İmâm-ı Rabbânî Hazretleri Mektûbât-ı Şerîfe’sinde şöyle buyurdular:
Ey oğul! Muhakkak bu dünya, imtihan ve sıkıntı yeridir…
Her kim, dünyânın görünüşüne aldanırsa; şüphesiz o ebedî hüsran damgasıyla damgalanır. Her kim de, (nefsinin kendisine gösterdiği) dünyanın görülen tatlılığına ve tazeliğine aldanırsa onun nasîbi ancak ebedî pişmanlıktır.
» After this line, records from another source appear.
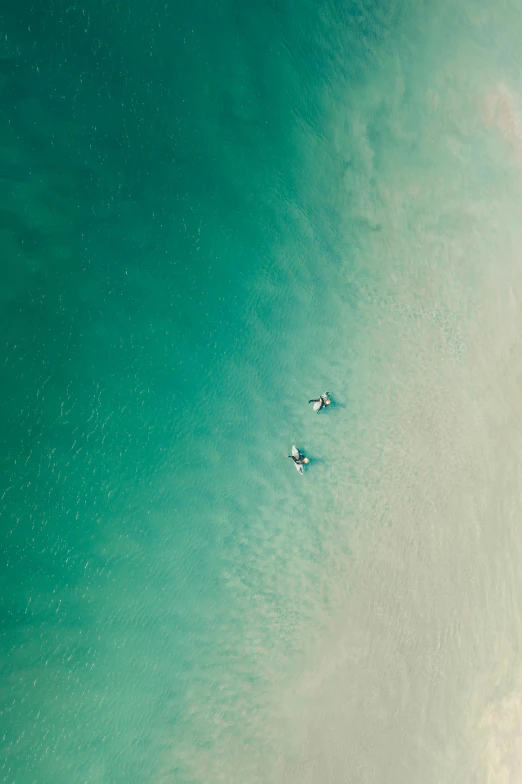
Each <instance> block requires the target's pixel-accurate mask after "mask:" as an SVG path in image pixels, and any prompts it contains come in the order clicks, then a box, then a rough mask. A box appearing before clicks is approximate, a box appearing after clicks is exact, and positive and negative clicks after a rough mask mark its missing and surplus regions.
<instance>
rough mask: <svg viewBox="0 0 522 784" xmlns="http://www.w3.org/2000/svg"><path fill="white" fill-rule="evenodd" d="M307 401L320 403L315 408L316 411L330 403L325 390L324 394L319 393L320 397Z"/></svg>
mask: <svg viewBox="0 0 522 784" xmlns="http://www.w3.org/2000/svg"><path fill="white" fill-rule="evenodd" d="M308 403H319V404H320V405H319V408H318V409H317V410H318V411H320V410H321V409H322V408H326V406H329V405H330V401H329V399H328V392H325V393H324V395H320V397H318V398H316V399H315V400H309V401H308Z"/></svg>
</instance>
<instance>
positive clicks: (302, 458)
mask: <svg viewBox="0 0 522 784" xmlns="http://www.w3.org/2000/svg"><path fill="white" fill-rule="evenodd" d="M287 457H291V458H292V460H293V461H294V463H297V465H303V463H309V462H310V461H309V460H308V458H307V457H305V456H304V455H303V454H302V453H301V452H299V454H298V455H287Z"/></svg>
Kâinâtın Efendisi ve âlemlerin Rabbi’nin Habîbi (sallallâhü aleyhi ve sellem) buyuruyor ki: “Dünyâ ve âhiret ancak iki kuma gibidir. Eğer kumalardan biri memnun olursa diğeri darılır. Kim dünyâyı memnun etse muhakkak âhireti kendisine darıltmış olur.” Böyle olunca da onun âhiretten asla nasîbi kalmaz. Allâhü Sübhânehû bizi ve sizi dünyâya ve onun ehline muhabbet beslemekten muhâfaza eylesin. (Âmin)
Ey oğul! Dünya nedir bilir misin? Dünya, seni Allâhü Teâlâ’dan uzaklaştıran kadın, evlat, mallar, makam, oyun ve boş sözlerin hepsidir. Mâlâyânî (dînine ve dünyasına faydasız şeyler) de dünyâya dâhildir. Âhiret işlerine faydası olmayan ilimler de dünyalıktır…
Peygamber Efendimiz (sallallâhü aleyhi ve sellem) buyuruyor ki: Allâh’ın kulundan yüz çevirmesinin (rahmetinden mahrum bıraktığının ve ona gadap ettiğinin) alâmeti kulun mâlâyânî şeylerle meşgul olmasıdır. Şiir:
Mâsivâya zerre kadar muhabbet
Bilin ki o, kalbdeki hastalıktandır. 
(Mektûbât-ı İmâm-ı Rabbânî, c. 1 / m.73)
 
BEYİT:
 
Sirke tulumuna benzer nemmâm
Çatlar, etmezse eğer nakl-i kelâm (Nâbî)
(Koğucu, sirke tulumuna benzer. Eğer söz götüremezse kahrından ölür.)